The president appeared at the Brookings Institution this morning to announce several job-creating measures as a kind of tangible follow-up to last week's summit. But between Obama's speech and a background briefing by senior administration officials beforehand, I detected four other goals on the economic front:
1.) Reclaim the stimulus as a success story. It's no secret that the administration has taken its lumps over the stimulus, even as the data suggest it's been reasonably effective. That's a problem for a White House embarking on another round of spending to spur job creation--the need for more money could be read as an admission that the first stimulus failed. To preempt that argument, the White House was determined to cast the stimulus as a success. One theme running through the speech and the briefing was that a lot of the new proposals are stimulus programs that worked beyond expectation, then hit a wall once the money was spent.

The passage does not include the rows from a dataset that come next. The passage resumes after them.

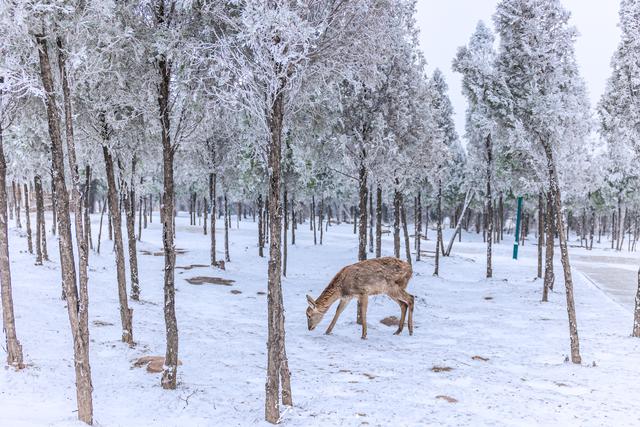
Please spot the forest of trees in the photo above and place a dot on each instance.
(292, 114)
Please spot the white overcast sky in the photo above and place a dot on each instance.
(447, 24)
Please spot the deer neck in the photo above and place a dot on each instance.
(330, 295)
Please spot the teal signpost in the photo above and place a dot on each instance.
(517, 239)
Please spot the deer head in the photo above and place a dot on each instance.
(314, 316)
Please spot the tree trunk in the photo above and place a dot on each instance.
(41, 229)
(77, 303)
(540, 232)
(212, 227)
(169, 375)
(277, 364)
(17, 197)
(320, 219)
(27, 217)
(88, 208)
(130, 216)
(116, 218)
(286, 229)
(418, 225)
(227, 224)
(564, 253)
(13, 346)
(436, 270)
(378, 222)
(104, 207)
(468, 198)
(405, 229)
(313, 218)
(549, 275)
(362, 231)
(396, 223)
(260, 227)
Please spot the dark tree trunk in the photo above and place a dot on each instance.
(371, 220)
(418, 225)
(396, 223)
(549, 275)
(41, 229)
(378, 222)
(277, 365)
(489, 202)
(212, 227)
(104, 207)
(321, 219)
(260, 227)
(130, 215)
(170, 373)
(286, 229)
(540, 232)
(12, 345)
(362, 232)
(568, 282)
(436, 271)
(116, 218)
(227, 224)
(405, 229)
(27, 217)
(77, 302)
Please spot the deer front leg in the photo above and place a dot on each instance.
(343, 304)
(364, 300)
(403, 313)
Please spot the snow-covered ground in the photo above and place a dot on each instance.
(484, 352)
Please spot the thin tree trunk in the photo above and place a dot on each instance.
(321, 218)
(405, 229)
(489, 203)
(130, 216)
(260, 227)
(104, 207)
(418, 225)
(41, 231)
(17, 196)
(378, 222)
(170, 373)
(13, 346)
(564, 253)
(227, 225)
(436, 270)
(277, 365)
(286, 229)
(77, 302)
(540, 232)
(362, 231)
(212, 227)
(549, 275)
(88, 208)
(396, 223)
(116, 218)
(27, 217)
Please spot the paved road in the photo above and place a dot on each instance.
(615, 275)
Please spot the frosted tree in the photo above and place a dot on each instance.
(488, 105)
(537, 60)
(619, 112)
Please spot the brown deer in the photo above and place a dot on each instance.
(371, 277)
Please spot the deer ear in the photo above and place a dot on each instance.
(312, 303)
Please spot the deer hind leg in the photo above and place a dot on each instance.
(410, 301)
(403, 313)
(364, 300)
(343, 304)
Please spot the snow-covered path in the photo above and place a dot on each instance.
(485, 352)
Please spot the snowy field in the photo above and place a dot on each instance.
(484, 352)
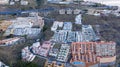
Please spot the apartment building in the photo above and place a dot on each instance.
(9, 42)
(92, 53)
(31, 25)
(88, 33)
(64, 52)
(3, 65)
(3, 2)
(41, 50)
(53, 64)
(27, 55)
(4, 25)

For example, Obama talked about another "boost in investment in the nation’s infrastructure beyond what was included in the Recovery Act" because "there are many more worthy projects than there were dollars to fund them." The briefers were even more explicit, talking about a business-loan guarantee program from the stimulus that was "so successful it basically ran out of money." Later on there was talk of Recovery Act investments whose "success generated over-subscription" and a renewable energy program that was "substantially over-subscribed."

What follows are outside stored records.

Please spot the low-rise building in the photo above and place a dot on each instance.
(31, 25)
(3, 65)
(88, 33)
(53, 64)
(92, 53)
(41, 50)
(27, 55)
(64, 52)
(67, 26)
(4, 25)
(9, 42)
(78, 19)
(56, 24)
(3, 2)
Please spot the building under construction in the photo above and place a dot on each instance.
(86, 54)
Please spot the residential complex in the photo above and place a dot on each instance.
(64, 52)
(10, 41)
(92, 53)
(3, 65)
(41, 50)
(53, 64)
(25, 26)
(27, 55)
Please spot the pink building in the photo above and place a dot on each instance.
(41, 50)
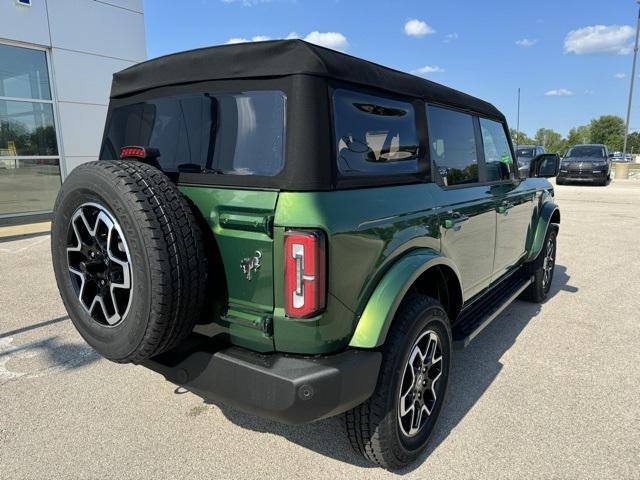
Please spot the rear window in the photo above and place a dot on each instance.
(238, 133)
(585, 151)
(374, 135)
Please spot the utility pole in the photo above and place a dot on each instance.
(633, 75)
(518, 120)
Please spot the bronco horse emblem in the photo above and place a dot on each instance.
(248, 265)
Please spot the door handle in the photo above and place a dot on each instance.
(455, 220)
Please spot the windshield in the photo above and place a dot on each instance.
(525, 152)
(584, 151)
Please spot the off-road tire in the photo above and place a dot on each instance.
(538, 291)
(373, 427)
(168, 265)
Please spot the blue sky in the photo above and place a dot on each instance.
(571, 59)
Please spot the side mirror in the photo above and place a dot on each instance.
(545, 165)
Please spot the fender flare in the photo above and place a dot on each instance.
(544, 220)
(375, 321)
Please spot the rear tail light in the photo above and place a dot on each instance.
(304, 273)
(139, 152)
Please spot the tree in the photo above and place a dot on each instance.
(550, 140)
(609, 130)
(579, 135)
(633, 143)
(522, 138)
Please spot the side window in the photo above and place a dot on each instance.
(497, 153)
(374, 135)
(452, 143)
(233, 133)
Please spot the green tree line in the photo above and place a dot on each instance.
(607, 129)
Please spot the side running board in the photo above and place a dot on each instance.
(483, 311)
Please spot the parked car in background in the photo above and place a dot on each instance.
(620, 157)
(524, 155)
(590, 163)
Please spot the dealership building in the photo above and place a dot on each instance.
(56, 62)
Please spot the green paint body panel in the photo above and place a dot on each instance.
(377, 317)
(379, 240)
(239, 221)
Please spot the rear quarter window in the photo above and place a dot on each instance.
(374, 135)
(235, 133)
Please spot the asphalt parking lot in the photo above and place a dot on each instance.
(549, 391)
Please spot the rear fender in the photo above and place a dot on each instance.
(550, 213)
(375, 321)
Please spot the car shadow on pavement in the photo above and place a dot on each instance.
(473, 371)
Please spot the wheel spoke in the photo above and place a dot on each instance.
(99, 264)
(418, 396)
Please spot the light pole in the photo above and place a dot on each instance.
(633, 75)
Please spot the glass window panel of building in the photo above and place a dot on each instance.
(29, 161)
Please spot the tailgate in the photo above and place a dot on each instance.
(242, 224)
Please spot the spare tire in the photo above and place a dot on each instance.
(128, 259)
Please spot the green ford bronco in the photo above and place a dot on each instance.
(299, 233)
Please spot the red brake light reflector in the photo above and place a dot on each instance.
(137, 152)
(304, 273)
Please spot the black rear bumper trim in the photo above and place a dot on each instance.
(288, 388)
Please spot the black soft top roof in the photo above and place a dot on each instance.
(279, 58)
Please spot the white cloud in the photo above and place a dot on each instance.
(527, 42)
(333, 40)
(561, 92)
(614, 39)
(428, 69)
(257, 38)
(417, 28)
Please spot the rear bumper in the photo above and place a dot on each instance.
(288, 388)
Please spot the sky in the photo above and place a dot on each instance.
(571, 59)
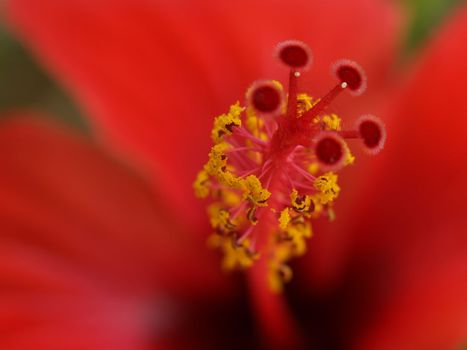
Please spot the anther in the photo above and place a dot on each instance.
(330, 150)
(265, 97)
(294, 54)
(372, 132)
(350, 73)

2.) Stress that the administration doesn't go in for big, clumsy government programs. A related problem dogging the stimulus and the rest of the administration's economic interventions is the vauge perception that they summed to a wasteful jumble of spending. Today Obama took pains to show he's intervening with as light a touch as possible. Wherever feasible, Obama wants to elicit desired behavior from the private sector rather than mandate it from Washington. For example, he proposed eliminating capital gains taxes and extending write-offs to encourage small-business expansion, and creating a tax incentive to encourage hiring. He highlighted the need to "leverage private capital," a concept the briefers hit on multiple times. All of it seemed designed to paint Obama as a nudge-o-crat rather than a big-government Democrat, even as he presides over unprecedented government spending.

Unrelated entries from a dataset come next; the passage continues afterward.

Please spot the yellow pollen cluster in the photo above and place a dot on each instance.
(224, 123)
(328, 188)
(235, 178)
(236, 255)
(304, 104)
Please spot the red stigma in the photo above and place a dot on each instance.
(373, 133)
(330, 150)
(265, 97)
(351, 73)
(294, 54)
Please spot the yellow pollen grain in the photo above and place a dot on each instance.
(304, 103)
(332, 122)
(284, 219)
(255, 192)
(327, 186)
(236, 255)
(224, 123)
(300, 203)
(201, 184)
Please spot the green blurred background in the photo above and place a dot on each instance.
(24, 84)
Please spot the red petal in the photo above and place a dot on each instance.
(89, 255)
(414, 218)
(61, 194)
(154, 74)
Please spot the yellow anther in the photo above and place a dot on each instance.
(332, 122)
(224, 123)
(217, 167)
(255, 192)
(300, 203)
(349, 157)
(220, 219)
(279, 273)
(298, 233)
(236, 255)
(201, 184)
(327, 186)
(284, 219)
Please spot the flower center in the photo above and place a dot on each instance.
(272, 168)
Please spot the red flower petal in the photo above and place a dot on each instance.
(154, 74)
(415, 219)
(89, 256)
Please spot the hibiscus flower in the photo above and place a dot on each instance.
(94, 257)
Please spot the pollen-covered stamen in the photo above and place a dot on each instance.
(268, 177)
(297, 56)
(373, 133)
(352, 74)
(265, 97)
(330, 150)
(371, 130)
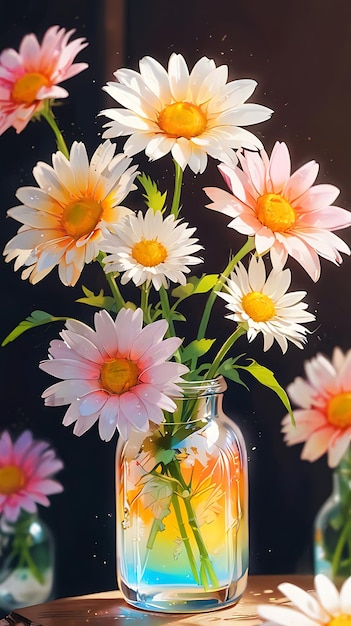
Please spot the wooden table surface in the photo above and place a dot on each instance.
(108, 607)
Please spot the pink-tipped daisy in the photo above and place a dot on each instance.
(286, 213)
(27, 467)
(323, 420)
(264, 305)
(191, 115)
(118, 373)
(31, 76)
(65, 218)
(148, 248)
(327, 606)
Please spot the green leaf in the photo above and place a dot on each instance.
(100, 301)
(153, 197)
(266, 377)
(195, 285)
(229, 370)
(196, 348)
(37, 318)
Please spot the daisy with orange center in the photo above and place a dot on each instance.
(262, 304)
(323, 416)
(189, 114)
(117, 374)
(285, 213)
(65, 218)
(31, 76)
(27, 468)
(151, 249)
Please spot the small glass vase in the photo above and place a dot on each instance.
(182, 508)
(332, 529)
(26, 562)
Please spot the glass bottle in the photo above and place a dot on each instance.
(332, 529)
(26, 562)
(182, 508)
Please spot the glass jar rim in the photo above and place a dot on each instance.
(201, 387)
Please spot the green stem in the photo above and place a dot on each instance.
(224, 349)
(166, 314)
(185, 538)
(178, 177)
(119, 300)
(204, 556)
(245, 249)
(48, 115)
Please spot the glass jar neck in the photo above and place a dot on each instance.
(202, 388)
(342, 474)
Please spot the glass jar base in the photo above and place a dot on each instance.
(182, 599)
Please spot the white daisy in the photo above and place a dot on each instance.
(191, 115)
(263, 305)
(327, 606)
(64, 218)
(151, 249)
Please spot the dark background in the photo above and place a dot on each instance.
(300, 54)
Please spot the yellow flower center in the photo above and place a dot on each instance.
(119, 375)
(149, 252)
(182, 119)
(275, 212)
(258, 306)
(339, 410)
(12, 479)
(80, 217)
(341, 620)
(26, 88)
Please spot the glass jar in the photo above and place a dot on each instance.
(26, 562)
(182, 508)
(332, 529)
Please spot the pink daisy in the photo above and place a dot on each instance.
(116, 374)
(26, 470)
(31, 75)
(324, 420)
(286, 213)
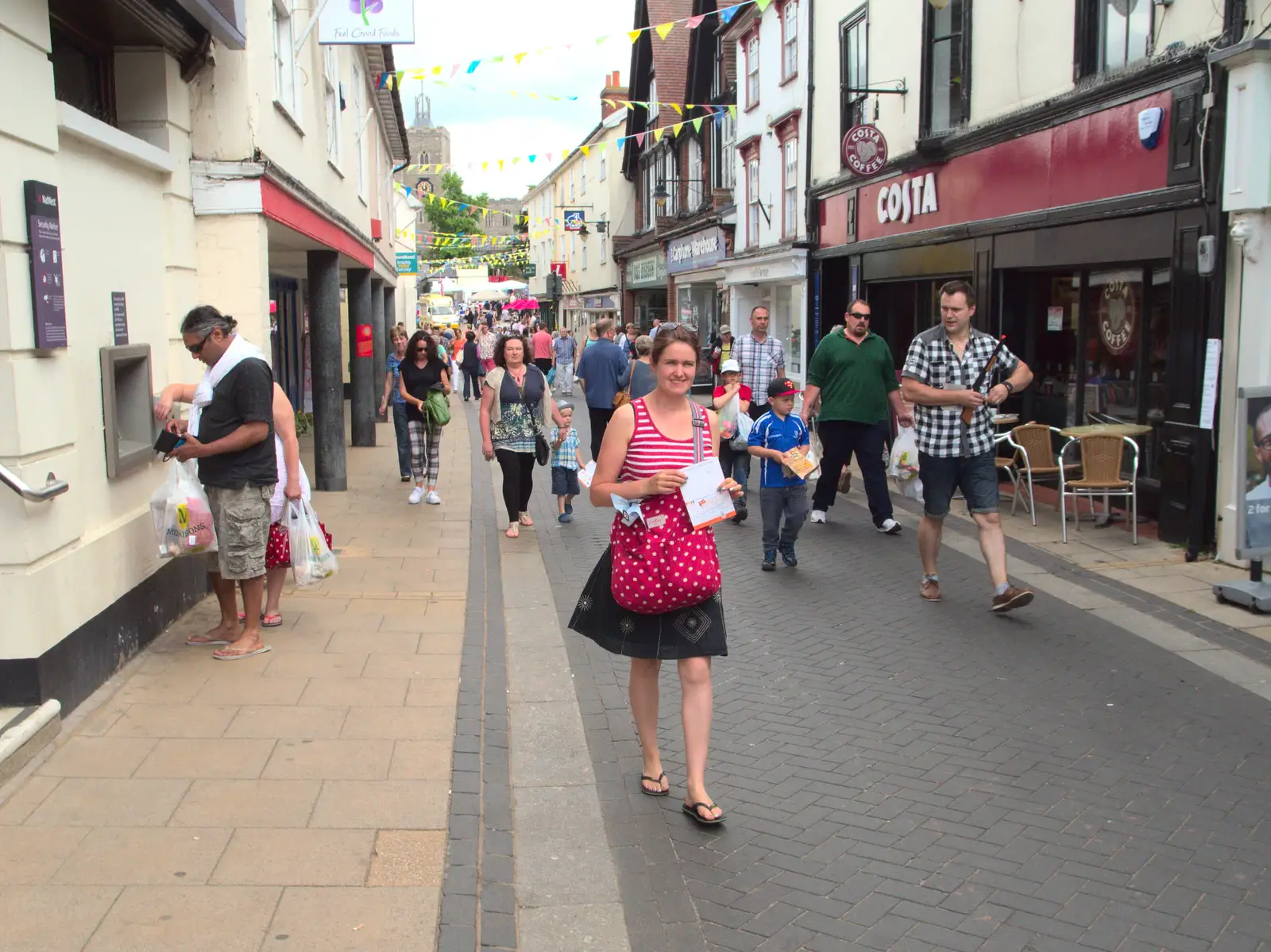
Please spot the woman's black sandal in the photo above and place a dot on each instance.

In a similar vein, the briefers took pains to show that the point isn't to have government create jobs so much as nudge businesses to speed up hiring they were going to do anyway. So you had repeated discussion of how to "pull forward investments in the short term" and "catalyze hiring." The challenge, said one of the officials, is to "get job growth more connected to GDP growth," not create jobs out of thin air.
3.) Remove the rusty nail that is TARP from the administration's heel. Politically, the most welcome line in Obama's speech may be his declaration that "we’re going to wind down the Troubled Asset Relief Program, or TARP--the fund created to stabilize the financial system so banks would lend again." As Obama aptly described it, "[t]here has rarely been a less loved or more necessary emergency program than TARP, which--as galling as the assistance to banks may have been--indisputably helped prevent a collapse of the entire financial system." The perception that the administration was bailing out Wall Street has, of course, been one of the most politically damaging developments of the past year, creating a general cynicism toward government intervention among voters.
Amid the recent news that TARP will cost a mere 20 percent of its original $700 billion price tag when all is said and done, and that the government may even make a profit on the bank-bailout portion, the administration is styling itself the investment-savvy steward of the people's money, versus its slightly ham-handed predecessors, who were simply shoveling money out the door without any real game plan. "Launched hastily under the last administration, the TARP program was flawed, and we have worked hard to correct those flaws and manage it properly," Obama said. Talk about lemons to lemonaide.
4.) Set the fiscal record straight. In fact, Obama didn't stop at TARP. The end of the speech was basically an indictment of GOP financial management, dating back to the Bush tax cuts and the 2004 prescription drug benefit, neither of which was paid for with offsetting spending cuts or tax increases. Obama contrasted this with his own insistence that health care reform not increase the deficit "one dime" and noted that, as a result of Bush's big-spending ways, his administration inherited a $1.3 trillion deficit. (That's not quite right--the recession also took a real toll on the federal budget--but those Bush policies do account for more than half of the projected 10-year deficit.) Then came the brush-back pitch: "[T]hese budget busting tax cuts and spending programs were approved by many of the same people who are now waxing political about fiscal responsibility while opposing our efforts to reduce deficits by getting health care costs under control," Obama said. "It's a sight to see."
Notwithstanding the president's determination to cut the deficit in half by the end of his first term, we're not going to see much deficit-reduction next year (the 2010 fiscal year actually started in October). But it does sound like the reports that fiscal responsibility will be a major rhetorical theme going forward were basically on target.